Padua—too little time!

Padua was so much more than we expected—and we expected a lot.

We stayed in a wonderful little B&B with a gorgeous dramatic room and bath with 10 foot ceilings and a charming host named Mario.   Little B&B’s are popping up all over Italy since the category was created in 2000.   It’s a great alternative to hotels, and we’ve had nothing but good luck in the last three places in Italy where we’ve opted to go this way.   It’s like having a friend who lives in town.   If you’re careful about checking the location and feedback online, it’s a great way to go, and saves a fortune over hotels.

We were more lucky than clever in Padua.  We arrived in the afternoon and took the tram to our place, then wandered into the old city to see what we could see.  I thought we should go to the Basilica of St. Anthony first, since it stayed open until 7:30 and was one of the major reasons for visiting there.    This was a twofold pilgrimage—for art and for the spirit.   St. Anthony was the saint to whom my grandmother prayed for many things.  Whenever we lost something, she would tell us to pray to St. Anthony.  When I was trying to have a baby, she prayed to St. Anthony for me.   Visiting the basilica was a chance to see one of the most visited pilgrimage sights in the Christian world, and to get in touch with my grandmother’s roots as well.   So many pilgrims lined up to touch the tomb of the Saint and to deposit notes and photos with their intentions or thanks for answered prayers.  I was one of them. It was very moving.

I was also moved, of course, by the beauty and majesty of the phenomenal basilica itself, especially the Donatello altar and his bronze equestrian statue outside of the church.  I could only get photos outdoors, so check out the web site for more about the church:  http://www.basilicadelsanto.org/ing/home.asp  The marble reliefs in the Saint’s chapel were beautiful and we had to return the next day for a second look at them, the reliquary chapel, and the frescoes in the Chapel of St.
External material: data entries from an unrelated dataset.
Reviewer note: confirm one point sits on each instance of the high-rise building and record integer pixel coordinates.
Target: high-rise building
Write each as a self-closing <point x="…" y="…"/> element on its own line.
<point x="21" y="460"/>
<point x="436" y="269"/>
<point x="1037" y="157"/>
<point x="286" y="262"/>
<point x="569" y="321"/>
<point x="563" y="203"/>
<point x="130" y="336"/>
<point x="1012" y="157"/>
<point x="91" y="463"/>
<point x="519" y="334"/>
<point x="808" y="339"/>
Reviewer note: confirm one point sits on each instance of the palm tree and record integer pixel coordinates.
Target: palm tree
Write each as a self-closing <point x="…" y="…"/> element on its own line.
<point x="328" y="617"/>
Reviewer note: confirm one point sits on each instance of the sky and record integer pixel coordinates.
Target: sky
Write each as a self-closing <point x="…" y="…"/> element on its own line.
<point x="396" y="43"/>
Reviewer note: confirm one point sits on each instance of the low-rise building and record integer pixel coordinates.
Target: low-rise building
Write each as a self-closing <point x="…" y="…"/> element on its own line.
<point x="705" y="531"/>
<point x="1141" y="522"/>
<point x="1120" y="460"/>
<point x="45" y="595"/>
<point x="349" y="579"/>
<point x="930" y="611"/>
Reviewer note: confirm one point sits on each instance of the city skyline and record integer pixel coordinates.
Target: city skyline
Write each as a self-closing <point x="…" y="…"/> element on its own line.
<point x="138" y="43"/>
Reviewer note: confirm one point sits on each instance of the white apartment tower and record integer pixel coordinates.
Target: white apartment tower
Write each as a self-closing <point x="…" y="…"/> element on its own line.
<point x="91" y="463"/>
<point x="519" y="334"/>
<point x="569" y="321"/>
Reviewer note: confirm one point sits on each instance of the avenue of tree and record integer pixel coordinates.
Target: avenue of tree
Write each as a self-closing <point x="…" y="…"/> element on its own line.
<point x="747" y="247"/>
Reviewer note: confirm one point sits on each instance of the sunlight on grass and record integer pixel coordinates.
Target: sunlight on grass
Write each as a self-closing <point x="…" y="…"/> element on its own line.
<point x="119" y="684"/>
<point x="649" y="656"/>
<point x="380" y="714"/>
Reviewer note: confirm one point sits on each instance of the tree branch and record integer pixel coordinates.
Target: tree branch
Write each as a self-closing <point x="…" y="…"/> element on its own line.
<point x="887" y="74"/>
James.

After the Basilica, we decided to walk across town to get a feel for the city, and planned to stop for a drink in one of the many great piazzas—probably Piazza degli Signore.   But on our way, we came across the crazy celebrations of newly minted graduates of the University of Padua.   Among all of this religious tradition, the city of Padua has one of the oldest and most progressive universities in the world.  As for the craziness–Please check out my earlier post “Dottore, dottore” to see the video—the link has been fixed so you can watch it and hear the song.      Graduates wear the traditional laurel wreaths and then add crazy costumes, as they stand in front of their caricature posters and read their friends’ list of “charges.”   It’s really entertaining, including the song that is sung over and over by friends and family to each of the grads, all afternoon and well into the night.   IN spite of all the Italian swear words, we couldn’t get the little ditty out of our heads the next day!   We were in their good company for our cocktails in the piazza.   We tried to stop for a drink, a meal, or a coffee in every piazza in Padua during  the few days we were there—and I think we may have succeeded!  Maybe it’s because it’s a College town, after all, but we just felt so comfortable in Padua from beginning to end.
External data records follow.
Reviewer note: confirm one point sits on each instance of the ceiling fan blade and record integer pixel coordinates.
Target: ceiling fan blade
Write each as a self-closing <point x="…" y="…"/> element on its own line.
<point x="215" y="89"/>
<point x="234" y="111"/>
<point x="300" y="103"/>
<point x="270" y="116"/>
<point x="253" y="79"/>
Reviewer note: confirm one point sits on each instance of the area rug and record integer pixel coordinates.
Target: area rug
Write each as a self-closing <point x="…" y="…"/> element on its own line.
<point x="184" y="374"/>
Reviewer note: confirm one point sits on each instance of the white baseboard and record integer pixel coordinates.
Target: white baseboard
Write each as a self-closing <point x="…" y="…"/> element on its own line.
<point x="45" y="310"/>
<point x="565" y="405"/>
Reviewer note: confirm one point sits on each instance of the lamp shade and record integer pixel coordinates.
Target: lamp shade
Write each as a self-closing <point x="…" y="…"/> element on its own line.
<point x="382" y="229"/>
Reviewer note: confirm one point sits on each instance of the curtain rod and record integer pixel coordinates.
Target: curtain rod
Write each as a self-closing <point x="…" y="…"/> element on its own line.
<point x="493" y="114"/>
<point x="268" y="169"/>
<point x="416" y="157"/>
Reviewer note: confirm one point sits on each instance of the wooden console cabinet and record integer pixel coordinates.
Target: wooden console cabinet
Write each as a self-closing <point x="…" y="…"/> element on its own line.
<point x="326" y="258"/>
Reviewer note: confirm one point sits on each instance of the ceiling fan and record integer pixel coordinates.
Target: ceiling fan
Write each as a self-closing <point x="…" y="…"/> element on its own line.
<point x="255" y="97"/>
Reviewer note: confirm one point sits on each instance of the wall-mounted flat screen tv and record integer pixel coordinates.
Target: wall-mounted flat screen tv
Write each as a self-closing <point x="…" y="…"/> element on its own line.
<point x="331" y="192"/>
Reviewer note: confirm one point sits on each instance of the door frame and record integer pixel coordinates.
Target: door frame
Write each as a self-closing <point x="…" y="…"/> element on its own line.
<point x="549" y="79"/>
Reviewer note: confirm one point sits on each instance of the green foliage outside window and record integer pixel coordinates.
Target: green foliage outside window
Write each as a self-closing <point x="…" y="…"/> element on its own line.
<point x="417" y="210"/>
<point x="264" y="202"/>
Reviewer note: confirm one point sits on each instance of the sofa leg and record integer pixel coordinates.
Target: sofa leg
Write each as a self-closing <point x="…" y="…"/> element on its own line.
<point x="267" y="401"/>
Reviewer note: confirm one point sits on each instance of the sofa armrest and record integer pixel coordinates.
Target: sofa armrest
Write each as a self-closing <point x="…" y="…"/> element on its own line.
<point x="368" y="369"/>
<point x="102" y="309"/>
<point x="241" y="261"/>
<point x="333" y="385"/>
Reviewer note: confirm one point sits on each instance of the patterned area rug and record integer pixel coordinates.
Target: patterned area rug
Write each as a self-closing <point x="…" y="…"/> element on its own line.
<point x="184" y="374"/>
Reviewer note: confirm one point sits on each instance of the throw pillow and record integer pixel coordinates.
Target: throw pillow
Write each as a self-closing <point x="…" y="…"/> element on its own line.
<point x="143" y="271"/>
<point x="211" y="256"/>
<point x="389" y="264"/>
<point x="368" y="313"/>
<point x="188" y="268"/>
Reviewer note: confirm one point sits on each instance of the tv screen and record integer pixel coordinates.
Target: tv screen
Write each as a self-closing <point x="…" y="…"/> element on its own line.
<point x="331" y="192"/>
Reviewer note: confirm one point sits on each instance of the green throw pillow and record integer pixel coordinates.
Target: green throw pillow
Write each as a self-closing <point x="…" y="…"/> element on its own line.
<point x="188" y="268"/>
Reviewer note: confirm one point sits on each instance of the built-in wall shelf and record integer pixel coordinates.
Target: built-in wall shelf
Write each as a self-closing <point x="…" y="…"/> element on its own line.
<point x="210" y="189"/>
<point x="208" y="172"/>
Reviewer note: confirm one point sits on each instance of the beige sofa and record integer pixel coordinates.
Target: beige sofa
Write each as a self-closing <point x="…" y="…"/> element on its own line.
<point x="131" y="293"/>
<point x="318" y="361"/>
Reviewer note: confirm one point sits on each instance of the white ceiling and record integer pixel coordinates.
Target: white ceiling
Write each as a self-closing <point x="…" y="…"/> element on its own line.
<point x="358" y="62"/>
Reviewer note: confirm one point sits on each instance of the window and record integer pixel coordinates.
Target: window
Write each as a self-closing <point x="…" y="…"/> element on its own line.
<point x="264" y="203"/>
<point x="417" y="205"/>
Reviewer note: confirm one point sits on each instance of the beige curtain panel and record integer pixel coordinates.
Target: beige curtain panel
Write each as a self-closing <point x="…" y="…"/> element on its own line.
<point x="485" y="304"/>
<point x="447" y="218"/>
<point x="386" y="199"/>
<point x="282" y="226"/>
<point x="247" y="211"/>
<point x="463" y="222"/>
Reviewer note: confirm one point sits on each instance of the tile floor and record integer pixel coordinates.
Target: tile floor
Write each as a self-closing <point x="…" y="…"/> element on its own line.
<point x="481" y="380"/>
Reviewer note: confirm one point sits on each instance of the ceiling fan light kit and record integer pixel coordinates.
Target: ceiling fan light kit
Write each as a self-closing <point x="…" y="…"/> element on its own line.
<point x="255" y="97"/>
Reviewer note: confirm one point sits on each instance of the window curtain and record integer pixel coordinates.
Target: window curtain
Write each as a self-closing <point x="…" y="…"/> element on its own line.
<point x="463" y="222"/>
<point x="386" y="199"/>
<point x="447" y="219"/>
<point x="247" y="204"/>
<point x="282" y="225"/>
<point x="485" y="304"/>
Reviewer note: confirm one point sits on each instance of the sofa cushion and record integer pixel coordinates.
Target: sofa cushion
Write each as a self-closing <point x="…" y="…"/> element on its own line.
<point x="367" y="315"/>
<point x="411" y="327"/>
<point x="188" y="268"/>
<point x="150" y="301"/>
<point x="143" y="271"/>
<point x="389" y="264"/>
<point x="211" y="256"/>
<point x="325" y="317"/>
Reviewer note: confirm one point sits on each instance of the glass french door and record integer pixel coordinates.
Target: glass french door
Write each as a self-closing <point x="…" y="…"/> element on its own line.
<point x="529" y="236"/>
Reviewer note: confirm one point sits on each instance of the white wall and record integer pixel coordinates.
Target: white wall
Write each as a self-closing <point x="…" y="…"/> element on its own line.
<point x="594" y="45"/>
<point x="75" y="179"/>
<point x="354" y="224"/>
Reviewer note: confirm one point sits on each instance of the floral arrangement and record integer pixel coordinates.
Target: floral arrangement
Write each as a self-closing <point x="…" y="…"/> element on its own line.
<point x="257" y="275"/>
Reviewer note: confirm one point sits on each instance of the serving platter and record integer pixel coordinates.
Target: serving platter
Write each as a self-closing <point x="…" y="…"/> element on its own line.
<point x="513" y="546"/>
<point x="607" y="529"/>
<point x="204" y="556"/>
However, the main reason we wanted to visit Padua had been the Scrovegni chapel.   Ever since a course years ago on Italian Renaissance Art History, I’ve been obsessed with seeing Giotto’s masterpiece, arguably the turning point for Renaissance painting.   I never use the word “awesome”—but in this case, it’s appropriate.   I was surprised by the efficiency and seriousness of the reservation and entry process, designed to keep temperature and humidity constant and preserve this precious site.  In spite of having seen and studied each one of these works on web sites, in slide presentations, and in books,  I was absolutely overwhelmed by the four levels of frescoes adorning the chapel.   I can’t possibly describe it—just read about it if you’d like to.   But I can tell you that when I walked into the chapel, I gasped out loud.  Before leaving, I shed a few tears.  There were others weeping, though admittedly most were little old ladies.   Maybe it was Stendhal Syndrome?  I don’t know, but Ray and I were both quite overwhelmed by its beauty.  http://en.wikipedia.org/wiki/Scrovegni_Chapel#Anthology_of_images

Great Italian food and wine—amazing iconic artworks, why is it we are going to France now?   I guess you’ll find out in a few days.